Polish President Andrzej Duda congratulated Biden “on a successful presidential campaign” but also added, “As we await the nomination by the Electoral College, Poland is determined to upkeep high-level and high-quality PL-US strategic partnership.”
Hungarian Prime Minister Viktor Orbán, who publicly voiced support for Trump’s re-election, waited until a day after most of his EU colleagues to congratulate Biden.
“Allow me to congratulate you on the successful presidential campaign. I wish you good health and continuous successes in carrying out your extremely responsible mission,” Orbán said, according to the state news agency MTI.
In the U.K., there was widespread speculation about what Trump’s defeat would mean for Prime Minister Boris Johnson, who enjoyed friendly relations with Trump, and for the country’s future given Biden’s Irish heritage and the Democrats’ general disapproval of Brexit.
And even some European leaders who had clearly rooted for Biden voiced some discomfort about issuing congratulations to him amid a disputed result.
A senior EU official stressed that European Council President Charles Michel had worked with national capitals to coordinate their congratulatory messages “following the result in Pennsylvania, while showing respect for the electoral process.”
German Chancellor Angela Merkel seemed to speak for much of the EU on Monday when she said Germany looked forward to working with Biden.
Merkel praised Biden’s “decades of experience in both domestic and foreign policy,” noted that “he knows Germany and Europe well” and added: “I remember good encounters and conversations with him.”
“The United States of America and Germany, as part of the European Union, must stand together in order to face the great challenges of our time,” Merkel said.
Recognition of the importance of the relationship with Washington only added to the controversy and unease in tiny Estonia, which has long relied heavily on NATO and the U.S., as the most powerful member of the alliance, for security guarantees.
The father-and-son duo from the far-right Conservative People’s Party enraged many other Estonian politicians by embracing Trump’s claims during a radio interview on Sunday.
“In my opinion, there is no question at all that these elections are rigged,” Martin Helme said on TRE’s “Let’s Talk About It” program. “I think all normal people should speak out against it.
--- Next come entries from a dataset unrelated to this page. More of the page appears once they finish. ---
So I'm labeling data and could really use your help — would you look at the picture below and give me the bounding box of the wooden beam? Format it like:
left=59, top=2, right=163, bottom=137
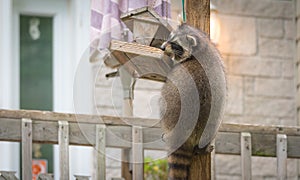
left=0, top=117, right=300, bottom=158
left=186, top=0, right=211, bottom=180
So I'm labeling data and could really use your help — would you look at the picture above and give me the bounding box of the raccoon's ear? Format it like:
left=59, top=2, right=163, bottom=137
left=186, top=35, right=197, bottom=47
left=177, top=14, right=184, bottom=27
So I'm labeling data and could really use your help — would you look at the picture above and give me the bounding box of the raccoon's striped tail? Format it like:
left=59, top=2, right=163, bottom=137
left=168, top=148, right=193, bottom=180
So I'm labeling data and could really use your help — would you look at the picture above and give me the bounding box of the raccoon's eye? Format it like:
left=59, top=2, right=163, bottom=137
left=170, top=42, right=183, bottom=54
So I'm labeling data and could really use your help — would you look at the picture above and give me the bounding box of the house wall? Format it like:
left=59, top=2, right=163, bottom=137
left=94, top=0, right=300, bottom=180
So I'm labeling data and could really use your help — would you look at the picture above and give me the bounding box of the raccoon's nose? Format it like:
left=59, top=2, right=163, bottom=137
left=159, top=43, right=167, bottom=51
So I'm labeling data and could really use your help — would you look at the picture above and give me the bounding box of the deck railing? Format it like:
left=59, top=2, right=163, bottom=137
left=0, top=110, right=300, bottom=180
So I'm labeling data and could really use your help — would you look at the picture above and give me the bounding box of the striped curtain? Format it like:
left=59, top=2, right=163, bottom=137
left=91, top=0, right=171, bottom=60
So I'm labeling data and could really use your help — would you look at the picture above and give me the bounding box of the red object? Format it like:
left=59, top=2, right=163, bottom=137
left=32, top=159, right=48, bottom=180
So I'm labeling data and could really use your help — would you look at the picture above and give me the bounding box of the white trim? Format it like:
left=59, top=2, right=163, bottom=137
left=0, top=0, right=92, bottom=179
left=13, top=0, right=73, bottom=112
left=0, top=1, right=20, bottom=177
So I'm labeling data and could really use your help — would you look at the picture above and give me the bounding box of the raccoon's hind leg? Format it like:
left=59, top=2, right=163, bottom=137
left=168, top=147, right=193, bottom=180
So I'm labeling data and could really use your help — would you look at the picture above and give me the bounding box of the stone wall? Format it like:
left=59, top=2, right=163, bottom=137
left=212, top=0, right=298, bottom=180
left=94, top=0, right=300, bottom=180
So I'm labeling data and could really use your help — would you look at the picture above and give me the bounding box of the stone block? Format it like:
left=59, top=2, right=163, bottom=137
left=216, top=174, right=242, bottom=180
left=133, top=90, right=161, bottom=119
left=258, top=19, right=284, bottom=38
left=259, top=38, right=294, bottom=58
left=226, top=76, right=244, bottom=114
left=282, top=61, right=300, bottom=79
left=284, top=19, right=297, bottom=39
left=134, top=79, right=164, bottom=91
left=212, top=0, right=295, bottom=18
left=254, top=78, right=295, bottom=98
left=94, top=105, right=122, bottom=117
left=295, top=41, right=300, bottom=63
left=296, top=64, right=300, bottom=87
left=295, top=0, right=300, bottom=17
left=244, top=97, right=296, bottom=118
left=229, top=57, right=281, bottom=77
left=244, top=77, right=255, bottom=95
left=218, top=15, right=257, bottom=55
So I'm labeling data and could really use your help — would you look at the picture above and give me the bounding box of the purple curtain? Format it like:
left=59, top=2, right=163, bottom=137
left=91, top=0, right=171, bottom=50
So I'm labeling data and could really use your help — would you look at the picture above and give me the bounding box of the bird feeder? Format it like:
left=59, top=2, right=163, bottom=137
left=104, top=7, right=173, bottom=81
left=121, top=7, right=173, bottom=47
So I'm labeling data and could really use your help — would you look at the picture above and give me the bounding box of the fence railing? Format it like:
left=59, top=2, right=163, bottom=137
left=0, top=110, right=300, bottom=180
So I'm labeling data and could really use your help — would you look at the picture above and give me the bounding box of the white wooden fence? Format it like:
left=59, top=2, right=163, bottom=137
left=0, top=110, right=300, bottom=180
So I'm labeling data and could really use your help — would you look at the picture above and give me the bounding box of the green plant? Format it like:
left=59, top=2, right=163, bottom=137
left=144, top=157, right=168, bottom=180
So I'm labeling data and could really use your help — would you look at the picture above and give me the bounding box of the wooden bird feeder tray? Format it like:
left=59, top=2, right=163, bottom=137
left=121, top=7, right=173, bottom=47
left=104, top=7, right=173, bottom=81
left=109, top=40, right=173, bottom=81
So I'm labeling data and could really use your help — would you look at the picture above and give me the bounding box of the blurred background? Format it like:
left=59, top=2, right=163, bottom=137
left=0, top=0, right=300, bottom=180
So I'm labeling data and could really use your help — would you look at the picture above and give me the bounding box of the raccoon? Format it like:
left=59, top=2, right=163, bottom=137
left=160, top=24, right=226, bottom=180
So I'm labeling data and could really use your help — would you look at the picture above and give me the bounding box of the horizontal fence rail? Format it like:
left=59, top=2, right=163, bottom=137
left=0, top=110, right=300, bottom=179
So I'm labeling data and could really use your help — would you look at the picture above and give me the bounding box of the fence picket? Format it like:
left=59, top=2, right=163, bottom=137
left=22, top=118, right=32, bottom=179
left=94, top=125, right=106, bottom=180
left=241, top=132, right=252, bottom=180
left=58, top=121, right=69, bottom=179
left=132, top=126, right=144, bottom=180
left=276, top=134, right=287, bottom=180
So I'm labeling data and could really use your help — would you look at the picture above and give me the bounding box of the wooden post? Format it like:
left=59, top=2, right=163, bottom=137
left=276, top=134, right=287, bottom=180
left=58, top=121, right=69, bottom=179
left=22, top=119, right=32, bottom=180
left=241, top=132, right=252, bottom=180
left=132, top=126, right=144, bottom=180
left=186, top=0, right=211, bottom=180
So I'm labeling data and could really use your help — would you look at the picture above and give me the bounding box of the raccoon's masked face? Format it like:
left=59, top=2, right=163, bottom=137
left=160, top=30, right=197, bottom=61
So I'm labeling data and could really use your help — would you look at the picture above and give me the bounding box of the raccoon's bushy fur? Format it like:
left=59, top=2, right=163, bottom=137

There is no point in talking about any kind of democracy or the rule of law if elections can be so rudely, so blatantly and massively rigged.”
By Monday morning, Mart Helme had resigned, accusing the media of “slander and lies,” according to news agency ERR. His son was clinging to his position as finance minister.
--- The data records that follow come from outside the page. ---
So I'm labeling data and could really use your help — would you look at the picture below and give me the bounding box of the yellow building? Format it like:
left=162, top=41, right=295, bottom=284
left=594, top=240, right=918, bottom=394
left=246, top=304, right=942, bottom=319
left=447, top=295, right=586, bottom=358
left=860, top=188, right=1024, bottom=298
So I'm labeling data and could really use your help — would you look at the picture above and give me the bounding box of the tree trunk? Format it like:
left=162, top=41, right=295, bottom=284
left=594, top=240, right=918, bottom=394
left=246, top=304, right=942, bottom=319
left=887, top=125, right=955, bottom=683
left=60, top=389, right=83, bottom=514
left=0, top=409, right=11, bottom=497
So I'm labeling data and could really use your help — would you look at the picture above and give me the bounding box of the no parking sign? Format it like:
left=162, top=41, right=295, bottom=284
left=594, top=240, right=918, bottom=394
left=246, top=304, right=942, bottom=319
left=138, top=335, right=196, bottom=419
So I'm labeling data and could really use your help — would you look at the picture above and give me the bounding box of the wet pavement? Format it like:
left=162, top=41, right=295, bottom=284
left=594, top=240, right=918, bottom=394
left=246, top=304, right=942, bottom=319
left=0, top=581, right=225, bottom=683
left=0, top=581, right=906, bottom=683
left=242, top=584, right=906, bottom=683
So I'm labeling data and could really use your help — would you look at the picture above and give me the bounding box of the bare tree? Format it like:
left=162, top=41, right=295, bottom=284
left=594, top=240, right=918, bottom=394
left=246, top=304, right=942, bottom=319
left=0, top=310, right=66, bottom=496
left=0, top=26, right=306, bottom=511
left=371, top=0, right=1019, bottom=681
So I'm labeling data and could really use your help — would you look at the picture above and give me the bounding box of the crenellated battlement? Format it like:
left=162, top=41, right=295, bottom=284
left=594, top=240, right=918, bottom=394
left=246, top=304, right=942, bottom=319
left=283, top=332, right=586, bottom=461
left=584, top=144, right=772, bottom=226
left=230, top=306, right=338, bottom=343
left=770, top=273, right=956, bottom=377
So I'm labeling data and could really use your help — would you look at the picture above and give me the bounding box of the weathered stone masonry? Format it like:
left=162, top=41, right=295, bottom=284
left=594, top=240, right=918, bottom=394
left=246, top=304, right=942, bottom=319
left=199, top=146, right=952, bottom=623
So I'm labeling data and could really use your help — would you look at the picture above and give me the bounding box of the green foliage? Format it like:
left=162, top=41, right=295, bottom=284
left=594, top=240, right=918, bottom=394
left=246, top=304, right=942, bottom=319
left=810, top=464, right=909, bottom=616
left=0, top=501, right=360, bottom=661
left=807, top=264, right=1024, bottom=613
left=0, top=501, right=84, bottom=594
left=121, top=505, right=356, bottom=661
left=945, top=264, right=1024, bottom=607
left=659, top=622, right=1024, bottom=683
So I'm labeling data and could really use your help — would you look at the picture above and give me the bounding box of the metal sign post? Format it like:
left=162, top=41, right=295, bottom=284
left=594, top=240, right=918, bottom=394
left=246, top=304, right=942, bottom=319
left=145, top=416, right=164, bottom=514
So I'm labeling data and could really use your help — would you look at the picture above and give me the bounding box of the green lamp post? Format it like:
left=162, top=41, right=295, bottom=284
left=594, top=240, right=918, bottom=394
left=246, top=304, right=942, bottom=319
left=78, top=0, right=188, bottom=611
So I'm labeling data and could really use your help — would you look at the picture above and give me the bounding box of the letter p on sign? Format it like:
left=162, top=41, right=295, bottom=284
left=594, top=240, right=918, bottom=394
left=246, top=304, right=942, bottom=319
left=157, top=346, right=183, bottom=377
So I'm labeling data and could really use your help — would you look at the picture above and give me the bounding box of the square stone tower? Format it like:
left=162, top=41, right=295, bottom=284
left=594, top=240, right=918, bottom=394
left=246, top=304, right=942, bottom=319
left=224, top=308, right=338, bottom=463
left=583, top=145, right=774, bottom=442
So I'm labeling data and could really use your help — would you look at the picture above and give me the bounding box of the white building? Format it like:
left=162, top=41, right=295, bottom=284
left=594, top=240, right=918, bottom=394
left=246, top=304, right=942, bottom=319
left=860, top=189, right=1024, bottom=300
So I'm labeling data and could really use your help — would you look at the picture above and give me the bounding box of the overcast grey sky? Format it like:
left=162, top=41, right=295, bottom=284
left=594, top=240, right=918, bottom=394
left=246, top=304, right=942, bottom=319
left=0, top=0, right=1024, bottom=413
Umras Paet, an Estonian member of the European Parliament, said that if the younger Helme didn’t resign, he hoped the entire government would collapse. “It’s really unfortunate to get this kind of attention,” Paet said in an interview.
“This party and of course these ministers, they come from the same political family as our majority of European extreme-right parties, and also including the fans of Donald Trump,” Paet said. “They always have been huge fans of Donald Trump so during these last years they always publicly supported whatever Trump did.”
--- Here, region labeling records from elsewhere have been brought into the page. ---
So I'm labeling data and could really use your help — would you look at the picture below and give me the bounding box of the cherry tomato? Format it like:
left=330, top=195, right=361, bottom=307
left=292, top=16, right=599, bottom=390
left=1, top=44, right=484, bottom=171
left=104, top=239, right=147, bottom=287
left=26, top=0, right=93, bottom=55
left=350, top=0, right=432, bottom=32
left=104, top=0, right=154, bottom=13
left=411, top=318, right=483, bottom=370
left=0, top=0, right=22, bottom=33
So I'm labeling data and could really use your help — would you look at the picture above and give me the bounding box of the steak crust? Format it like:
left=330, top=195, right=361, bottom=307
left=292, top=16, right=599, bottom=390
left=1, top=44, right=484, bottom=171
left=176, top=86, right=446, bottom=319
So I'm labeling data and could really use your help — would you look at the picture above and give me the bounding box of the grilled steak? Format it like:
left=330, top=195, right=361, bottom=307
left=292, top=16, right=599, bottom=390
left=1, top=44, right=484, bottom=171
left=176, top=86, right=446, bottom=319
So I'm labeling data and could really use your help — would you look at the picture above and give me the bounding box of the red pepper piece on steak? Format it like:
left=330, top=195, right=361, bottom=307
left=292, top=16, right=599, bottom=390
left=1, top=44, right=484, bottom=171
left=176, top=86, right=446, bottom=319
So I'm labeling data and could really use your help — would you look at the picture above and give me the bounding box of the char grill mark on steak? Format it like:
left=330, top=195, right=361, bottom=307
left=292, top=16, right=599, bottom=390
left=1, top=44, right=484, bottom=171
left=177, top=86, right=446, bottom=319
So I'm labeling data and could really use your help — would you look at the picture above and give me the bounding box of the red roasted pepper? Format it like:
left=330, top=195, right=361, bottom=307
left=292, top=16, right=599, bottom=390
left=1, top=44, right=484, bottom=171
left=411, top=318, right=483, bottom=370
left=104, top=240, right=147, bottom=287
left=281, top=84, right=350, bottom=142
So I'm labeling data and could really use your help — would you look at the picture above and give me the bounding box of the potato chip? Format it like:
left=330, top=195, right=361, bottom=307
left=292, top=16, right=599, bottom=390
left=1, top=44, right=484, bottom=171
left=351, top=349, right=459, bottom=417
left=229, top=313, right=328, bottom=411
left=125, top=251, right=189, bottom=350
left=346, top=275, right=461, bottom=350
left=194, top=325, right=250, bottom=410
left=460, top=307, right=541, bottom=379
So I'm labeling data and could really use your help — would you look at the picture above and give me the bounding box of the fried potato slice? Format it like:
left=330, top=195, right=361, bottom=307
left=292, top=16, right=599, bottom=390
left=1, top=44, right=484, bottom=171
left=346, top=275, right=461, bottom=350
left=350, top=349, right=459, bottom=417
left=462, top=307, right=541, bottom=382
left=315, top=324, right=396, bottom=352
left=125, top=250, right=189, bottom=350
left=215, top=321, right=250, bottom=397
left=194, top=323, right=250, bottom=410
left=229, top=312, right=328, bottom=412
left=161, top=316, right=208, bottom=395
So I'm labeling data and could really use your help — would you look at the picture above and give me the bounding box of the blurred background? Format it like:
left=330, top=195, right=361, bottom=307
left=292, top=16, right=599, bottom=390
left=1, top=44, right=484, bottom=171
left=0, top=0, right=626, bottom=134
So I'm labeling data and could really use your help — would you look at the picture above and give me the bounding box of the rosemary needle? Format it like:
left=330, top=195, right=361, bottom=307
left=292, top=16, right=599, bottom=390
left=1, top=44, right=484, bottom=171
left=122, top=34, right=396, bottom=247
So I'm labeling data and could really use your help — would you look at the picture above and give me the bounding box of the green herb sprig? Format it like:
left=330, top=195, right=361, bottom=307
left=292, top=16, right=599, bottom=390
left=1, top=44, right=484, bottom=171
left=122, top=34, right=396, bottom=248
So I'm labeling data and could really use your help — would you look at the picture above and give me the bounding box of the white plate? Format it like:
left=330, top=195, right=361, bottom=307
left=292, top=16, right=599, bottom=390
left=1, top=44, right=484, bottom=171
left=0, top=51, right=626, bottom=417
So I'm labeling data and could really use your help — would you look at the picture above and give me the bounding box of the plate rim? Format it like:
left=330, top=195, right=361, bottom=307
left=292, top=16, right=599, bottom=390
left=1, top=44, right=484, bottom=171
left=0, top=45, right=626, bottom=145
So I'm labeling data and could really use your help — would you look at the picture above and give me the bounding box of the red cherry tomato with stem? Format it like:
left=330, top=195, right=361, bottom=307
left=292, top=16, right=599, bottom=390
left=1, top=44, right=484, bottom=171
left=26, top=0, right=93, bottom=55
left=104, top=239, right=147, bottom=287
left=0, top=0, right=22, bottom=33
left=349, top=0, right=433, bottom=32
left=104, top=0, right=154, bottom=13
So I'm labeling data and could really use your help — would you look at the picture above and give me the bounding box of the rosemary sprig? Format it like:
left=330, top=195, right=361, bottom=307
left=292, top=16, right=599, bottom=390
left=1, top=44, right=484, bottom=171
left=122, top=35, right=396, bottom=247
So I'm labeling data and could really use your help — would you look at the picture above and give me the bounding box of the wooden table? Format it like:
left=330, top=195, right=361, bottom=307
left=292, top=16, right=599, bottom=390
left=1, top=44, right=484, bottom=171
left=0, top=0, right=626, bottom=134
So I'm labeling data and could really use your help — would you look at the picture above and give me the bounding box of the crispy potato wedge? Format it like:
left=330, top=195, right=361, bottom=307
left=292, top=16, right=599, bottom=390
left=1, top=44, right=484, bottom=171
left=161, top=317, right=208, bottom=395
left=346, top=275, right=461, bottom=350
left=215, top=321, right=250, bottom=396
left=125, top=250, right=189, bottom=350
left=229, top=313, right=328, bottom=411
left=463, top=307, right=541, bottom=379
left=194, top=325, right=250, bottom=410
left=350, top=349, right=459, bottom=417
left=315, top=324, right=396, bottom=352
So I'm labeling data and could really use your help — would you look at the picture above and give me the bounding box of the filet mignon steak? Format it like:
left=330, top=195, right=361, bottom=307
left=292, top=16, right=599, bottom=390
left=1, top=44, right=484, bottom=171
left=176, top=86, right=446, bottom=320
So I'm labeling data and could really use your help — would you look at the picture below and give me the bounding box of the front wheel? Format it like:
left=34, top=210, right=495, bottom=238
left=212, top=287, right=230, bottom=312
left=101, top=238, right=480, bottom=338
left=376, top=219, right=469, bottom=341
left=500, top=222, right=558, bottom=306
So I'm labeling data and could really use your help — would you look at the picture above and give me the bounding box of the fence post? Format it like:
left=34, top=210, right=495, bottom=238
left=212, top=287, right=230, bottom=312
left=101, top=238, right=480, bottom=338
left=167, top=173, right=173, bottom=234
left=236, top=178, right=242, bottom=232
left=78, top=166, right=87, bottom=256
Paet said the far-right party also espoused homophobic views and that the comments were particularly upsetting because Biden had been a staunch supporter of Estonia becoming a member of NATO.
“Practically, of course, they understand it is not mainstream, but at the same time, the fact is that those guys and the party are still in the government,” he said, adding: “Estonia awarded Biden with the highest decoration that we have thanking him.”
Paet continued, “To the world, of course I would also like to say … it is embarrassing, it is a shame and it is wrong what these guys said.”
Jacopo Barigazzi, Joshua Posaner and Nette Nöstlinger contributed reporting.